September 2019 In Review
Toronto and area’s residential resale market, which I have been describing as beautifully boring over the last few months, got a lot less boring in September. Compared to last September, reported sales were up by 22 percent, but more concerning is the fact that average sale prices jumped by almost 6 percent. With salaries and wages increasing by only 3.5 to 3.8 percent affordability and substantially concerns once again get pushed to the forefront.
In September the average sale price climbed to $843,115 for all properties sold in the greater Toronto area. In the City of Toronto, the average sale price made its way to $913,096. These are the highest average sale prices recorded since the housing measures implemented by the provincial government in April 2017, and more concerning, they are beginning to approach the record high average prices reached in early 2017 that drove government intervention in the first place.

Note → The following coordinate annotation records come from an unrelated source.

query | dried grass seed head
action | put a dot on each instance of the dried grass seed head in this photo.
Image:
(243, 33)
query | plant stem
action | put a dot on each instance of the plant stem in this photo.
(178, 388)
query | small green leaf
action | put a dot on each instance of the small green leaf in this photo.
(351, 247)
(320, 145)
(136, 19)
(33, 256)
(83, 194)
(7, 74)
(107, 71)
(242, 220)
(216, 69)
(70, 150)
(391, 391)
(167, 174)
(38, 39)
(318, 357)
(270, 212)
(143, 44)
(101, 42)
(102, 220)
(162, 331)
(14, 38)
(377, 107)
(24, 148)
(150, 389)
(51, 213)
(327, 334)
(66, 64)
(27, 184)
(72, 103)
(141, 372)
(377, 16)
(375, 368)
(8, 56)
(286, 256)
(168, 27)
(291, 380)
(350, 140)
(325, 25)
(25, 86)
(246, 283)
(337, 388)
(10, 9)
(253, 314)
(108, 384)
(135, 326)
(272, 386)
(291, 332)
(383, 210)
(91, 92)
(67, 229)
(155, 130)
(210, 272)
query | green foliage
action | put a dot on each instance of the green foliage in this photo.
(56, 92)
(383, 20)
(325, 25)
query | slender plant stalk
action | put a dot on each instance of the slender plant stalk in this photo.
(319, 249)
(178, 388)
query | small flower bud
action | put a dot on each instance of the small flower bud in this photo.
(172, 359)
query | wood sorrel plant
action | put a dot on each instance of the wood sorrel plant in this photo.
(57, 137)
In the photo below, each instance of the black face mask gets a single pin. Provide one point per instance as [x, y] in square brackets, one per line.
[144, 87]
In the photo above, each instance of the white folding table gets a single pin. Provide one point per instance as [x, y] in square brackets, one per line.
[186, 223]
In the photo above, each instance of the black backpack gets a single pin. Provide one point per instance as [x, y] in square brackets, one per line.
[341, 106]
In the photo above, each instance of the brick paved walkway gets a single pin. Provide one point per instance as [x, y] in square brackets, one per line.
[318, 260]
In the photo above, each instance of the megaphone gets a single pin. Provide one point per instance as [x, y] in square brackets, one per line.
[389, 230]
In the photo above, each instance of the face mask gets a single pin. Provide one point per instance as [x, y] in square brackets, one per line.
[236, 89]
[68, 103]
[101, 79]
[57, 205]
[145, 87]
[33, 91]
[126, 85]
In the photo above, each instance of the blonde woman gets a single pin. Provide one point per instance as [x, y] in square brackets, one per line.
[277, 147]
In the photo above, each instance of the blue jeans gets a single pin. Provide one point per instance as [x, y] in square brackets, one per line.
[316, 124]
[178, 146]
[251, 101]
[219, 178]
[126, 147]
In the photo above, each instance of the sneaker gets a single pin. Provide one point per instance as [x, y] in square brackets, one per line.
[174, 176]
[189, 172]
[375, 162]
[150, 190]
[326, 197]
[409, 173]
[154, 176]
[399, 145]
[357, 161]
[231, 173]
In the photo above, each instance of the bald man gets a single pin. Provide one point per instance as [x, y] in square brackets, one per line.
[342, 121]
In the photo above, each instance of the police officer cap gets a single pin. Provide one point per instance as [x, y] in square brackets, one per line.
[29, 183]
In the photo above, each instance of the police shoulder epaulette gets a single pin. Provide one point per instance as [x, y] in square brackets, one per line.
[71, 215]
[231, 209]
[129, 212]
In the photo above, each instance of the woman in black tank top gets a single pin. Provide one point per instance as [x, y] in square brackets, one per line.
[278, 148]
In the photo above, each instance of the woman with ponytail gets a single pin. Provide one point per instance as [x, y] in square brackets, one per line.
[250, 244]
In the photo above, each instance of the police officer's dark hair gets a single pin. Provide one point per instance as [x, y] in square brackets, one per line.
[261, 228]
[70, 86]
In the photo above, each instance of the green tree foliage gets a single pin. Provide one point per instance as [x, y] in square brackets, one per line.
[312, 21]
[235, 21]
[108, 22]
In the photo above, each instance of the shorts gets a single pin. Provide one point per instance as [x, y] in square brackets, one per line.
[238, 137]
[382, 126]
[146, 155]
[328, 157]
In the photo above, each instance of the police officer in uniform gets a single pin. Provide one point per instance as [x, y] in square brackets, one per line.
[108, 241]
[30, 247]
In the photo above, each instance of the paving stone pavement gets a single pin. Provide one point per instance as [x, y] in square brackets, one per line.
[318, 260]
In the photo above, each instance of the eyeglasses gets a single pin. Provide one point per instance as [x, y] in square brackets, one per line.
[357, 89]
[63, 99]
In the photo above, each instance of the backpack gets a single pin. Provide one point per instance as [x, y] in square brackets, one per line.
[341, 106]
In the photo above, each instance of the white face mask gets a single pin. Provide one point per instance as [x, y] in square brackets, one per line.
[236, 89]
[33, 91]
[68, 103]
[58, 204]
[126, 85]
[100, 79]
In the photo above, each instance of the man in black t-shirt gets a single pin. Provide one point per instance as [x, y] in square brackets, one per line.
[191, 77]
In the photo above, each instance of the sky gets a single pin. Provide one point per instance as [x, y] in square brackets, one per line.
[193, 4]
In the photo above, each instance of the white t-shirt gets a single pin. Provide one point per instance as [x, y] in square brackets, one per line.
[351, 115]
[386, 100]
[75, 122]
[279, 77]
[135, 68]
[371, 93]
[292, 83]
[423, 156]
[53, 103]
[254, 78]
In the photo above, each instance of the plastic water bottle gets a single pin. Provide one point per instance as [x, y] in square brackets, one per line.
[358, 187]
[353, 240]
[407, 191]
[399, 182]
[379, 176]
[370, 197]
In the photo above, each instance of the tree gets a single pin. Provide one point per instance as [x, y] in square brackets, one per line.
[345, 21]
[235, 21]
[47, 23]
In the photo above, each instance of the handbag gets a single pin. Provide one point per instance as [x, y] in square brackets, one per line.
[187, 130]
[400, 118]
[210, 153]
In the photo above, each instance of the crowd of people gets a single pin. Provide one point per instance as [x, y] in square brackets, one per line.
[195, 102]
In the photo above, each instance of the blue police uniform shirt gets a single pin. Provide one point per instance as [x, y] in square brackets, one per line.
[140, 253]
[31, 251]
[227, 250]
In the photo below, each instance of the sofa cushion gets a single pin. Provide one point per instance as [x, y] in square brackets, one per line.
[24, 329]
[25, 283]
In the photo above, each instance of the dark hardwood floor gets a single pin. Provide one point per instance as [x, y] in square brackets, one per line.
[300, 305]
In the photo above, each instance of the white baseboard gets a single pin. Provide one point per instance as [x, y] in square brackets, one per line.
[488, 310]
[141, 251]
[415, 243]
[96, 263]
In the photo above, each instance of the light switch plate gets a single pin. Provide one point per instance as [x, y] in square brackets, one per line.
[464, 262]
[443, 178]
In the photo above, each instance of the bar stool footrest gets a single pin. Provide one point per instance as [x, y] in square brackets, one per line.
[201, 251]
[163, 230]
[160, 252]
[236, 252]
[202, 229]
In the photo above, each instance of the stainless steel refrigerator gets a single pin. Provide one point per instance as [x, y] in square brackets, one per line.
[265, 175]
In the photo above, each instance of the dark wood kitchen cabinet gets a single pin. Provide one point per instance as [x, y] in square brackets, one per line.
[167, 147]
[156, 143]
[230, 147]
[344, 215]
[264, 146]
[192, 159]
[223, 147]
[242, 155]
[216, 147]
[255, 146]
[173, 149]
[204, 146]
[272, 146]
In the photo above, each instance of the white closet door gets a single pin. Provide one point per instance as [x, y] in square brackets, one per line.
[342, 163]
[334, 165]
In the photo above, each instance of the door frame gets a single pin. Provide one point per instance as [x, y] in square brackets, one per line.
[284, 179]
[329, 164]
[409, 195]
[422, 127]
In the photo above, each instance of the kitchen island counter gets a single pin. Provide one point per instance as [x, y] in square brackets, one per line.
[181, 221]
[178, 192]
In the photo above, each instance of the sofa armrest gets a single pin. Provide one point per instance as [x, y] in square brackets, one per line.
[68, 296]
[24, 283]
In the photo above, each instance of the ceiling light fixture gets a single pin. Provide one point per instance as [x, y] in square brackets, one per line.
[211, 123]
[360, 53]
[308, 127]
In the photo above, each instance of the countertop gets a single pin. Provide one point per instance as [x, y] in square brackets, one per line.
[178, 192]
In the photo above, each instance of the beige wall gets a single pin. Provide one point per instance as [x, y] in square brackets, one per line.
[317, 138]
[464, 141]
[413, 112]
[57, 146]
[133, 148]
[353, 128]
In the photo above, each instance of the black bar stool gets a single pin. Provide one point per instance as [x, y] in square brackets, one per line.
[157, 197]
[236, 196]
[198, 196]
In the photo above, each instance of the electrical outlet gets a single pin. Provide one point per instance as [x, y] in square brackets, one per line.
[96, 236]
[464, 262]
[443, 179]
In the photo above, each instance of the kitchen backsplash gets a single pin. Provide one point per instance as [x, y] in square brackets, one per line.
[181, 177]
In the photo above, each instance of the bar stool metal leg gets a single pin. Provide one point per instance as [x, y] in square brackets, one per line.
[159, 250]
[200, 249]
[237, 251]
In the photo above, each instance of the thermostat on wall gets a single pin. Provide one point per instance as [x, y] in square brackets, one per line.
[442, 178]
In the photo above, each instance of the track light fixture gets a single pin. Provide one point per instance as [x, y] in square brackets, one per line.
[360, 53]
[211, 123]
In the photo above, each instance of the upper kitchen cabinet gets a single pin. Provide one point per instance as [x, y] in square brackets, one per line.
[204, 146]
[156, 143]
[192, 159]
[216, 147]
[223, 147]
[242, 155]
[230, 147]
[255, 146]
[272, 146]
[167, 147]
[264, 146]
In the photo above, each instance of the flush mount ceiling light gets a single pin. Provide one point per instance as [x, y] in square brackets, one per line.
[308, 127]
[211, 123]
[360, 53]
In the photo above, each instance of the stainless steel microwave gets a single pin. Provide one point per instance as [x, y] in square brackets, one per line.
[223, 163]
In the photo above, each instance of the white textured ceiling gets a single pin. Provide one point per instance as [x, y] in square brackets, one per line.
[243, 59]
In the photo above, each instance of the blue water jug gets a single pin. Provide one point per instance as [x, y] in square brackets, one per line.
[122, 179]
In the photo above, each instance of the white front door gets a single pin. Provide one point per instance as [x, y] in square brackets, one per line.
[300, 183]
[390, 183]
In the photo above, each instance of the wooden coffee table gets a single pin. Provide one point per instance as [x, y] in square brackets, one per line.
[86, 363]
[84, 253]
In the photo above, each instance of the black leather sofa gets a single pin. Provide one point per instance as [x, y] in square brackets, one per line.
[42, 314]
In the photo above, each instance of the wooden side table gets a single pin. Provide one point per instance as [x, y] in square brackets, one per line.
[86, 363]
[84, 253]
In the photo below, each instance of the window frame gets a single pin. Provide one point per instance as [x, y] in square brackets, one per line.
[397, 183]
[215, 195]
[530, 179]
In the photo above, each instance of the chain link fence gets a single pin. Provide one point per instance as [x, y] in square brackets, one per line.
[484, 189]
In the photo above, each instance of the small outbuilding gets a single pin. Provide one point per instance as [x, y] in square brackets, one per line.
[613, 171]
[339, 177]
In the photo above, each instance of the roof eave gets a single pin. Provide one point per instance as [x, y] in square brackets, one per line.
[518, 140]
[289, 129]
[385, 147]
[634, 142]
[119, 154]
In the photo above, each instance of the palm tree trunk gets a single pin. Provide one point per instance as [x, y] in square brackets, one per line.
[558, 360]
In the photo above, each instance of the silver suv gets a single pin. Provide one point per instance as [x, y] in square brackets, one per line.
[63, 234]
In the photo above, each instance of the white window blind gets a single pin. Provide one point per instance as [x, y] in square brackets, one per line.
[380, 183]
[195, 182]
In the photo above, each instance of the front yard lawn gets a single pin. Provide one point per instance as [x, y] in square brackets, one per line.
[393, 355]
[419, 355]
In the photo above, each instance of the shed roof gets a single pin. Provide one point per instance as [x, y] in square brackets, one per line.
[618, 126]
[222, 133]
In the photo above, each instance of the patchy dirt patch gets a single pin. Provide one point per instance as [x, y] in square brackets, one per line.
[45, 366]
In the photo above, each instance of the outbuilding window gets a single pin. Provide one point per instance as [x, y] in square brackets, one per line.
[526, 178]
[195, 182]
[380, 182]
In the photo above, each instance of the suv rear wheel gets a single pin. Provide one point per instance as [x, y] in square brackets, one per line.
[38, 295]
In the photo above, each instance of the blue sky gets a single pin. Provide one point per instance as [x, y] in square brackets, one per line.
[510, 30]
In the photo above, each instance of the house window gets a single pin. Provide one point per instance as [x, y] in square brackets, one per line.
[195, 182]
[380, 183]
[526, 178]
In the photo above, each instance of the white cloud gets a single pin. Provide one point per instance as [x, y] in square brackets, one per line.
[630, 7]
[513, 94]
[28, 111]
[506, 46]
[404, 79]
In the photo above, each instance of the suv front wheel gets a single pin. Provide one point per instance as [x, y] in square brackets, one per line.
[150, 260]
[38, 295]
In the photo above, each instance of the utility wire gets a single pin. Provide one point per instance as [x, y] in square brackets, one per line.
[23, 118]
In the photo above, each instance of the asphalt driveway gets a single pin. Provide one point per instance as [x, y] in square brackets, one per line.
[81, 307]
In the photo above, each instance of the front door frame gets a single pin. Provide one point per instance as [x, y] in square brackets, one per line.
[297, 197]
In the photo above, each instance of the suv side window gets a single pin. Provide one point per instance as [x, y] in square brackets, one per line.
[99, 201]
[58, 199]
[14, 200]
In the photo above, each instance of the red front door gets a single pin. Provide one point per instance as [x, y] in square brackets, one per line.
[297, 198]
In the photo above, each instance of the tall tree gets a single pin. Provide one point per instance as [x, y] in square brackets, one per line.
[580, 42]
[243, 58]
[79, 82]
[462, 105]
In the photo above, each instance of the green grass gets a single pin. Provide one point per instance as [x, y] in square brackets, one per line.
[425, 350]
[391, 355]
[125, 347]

In the City of Toronto, it is now almost impossible to buy a detached or semi-detached property for under $1 Million. In September the average sale price for detached properties came in at $1,306,000 and semi-detached increased to $1,069,000. What is alarming is the rise in condominium apartment sale prices, the region’s most affordable housing type. For the City of Toronto, the average sale price came in at $636,817, however the bulk of condominium sales take place in Toronto’s central core, and there the average sale price popped to $719, 341, a record number. The sale of an average priced condominium apartment represents only 700 square feet of living space.
The 905 regions have also been showing signs of life, however they lag the prices that are approaching record highs in the City of Toronto. The average price for detached properties remains under $1 Million ($946,256), while semi-detached prices dramatically lag their Toronto counter parts, coming in at only $689,950. In the 905 regions condominium apartments, which are becoming more plentiful, are only $497,000.
No doubt the rise in average sale prices is being driven by a lack of inventory. This is particularly true in the City of Toronto. Throughout the greater Toronto area listed properties are down by over 14 percent compared to last year ----- 17,254 available properties for the entire greater Toronto area is simply insufficient supply. in the City of Toronto, the situation is becoming critical. At month end only 5,499 properties were available for sale. This translates into only 1.9 months of inventory. It is not surprising that all properties sold in the City of Toronto sold in only 19 days (including all condominium apartment sales) and astonishingly for 101 percent of their asking prices.
Given these market conditions it is imperative that the political parties engaged in Canada’s federal election not make promises that will stimulate the housing market. In particular the Conservative Party’s promise to lower the mortgage stress testing levels and increase amortization times will have a disastrous impact on the prevailing market and its longer term sustainability.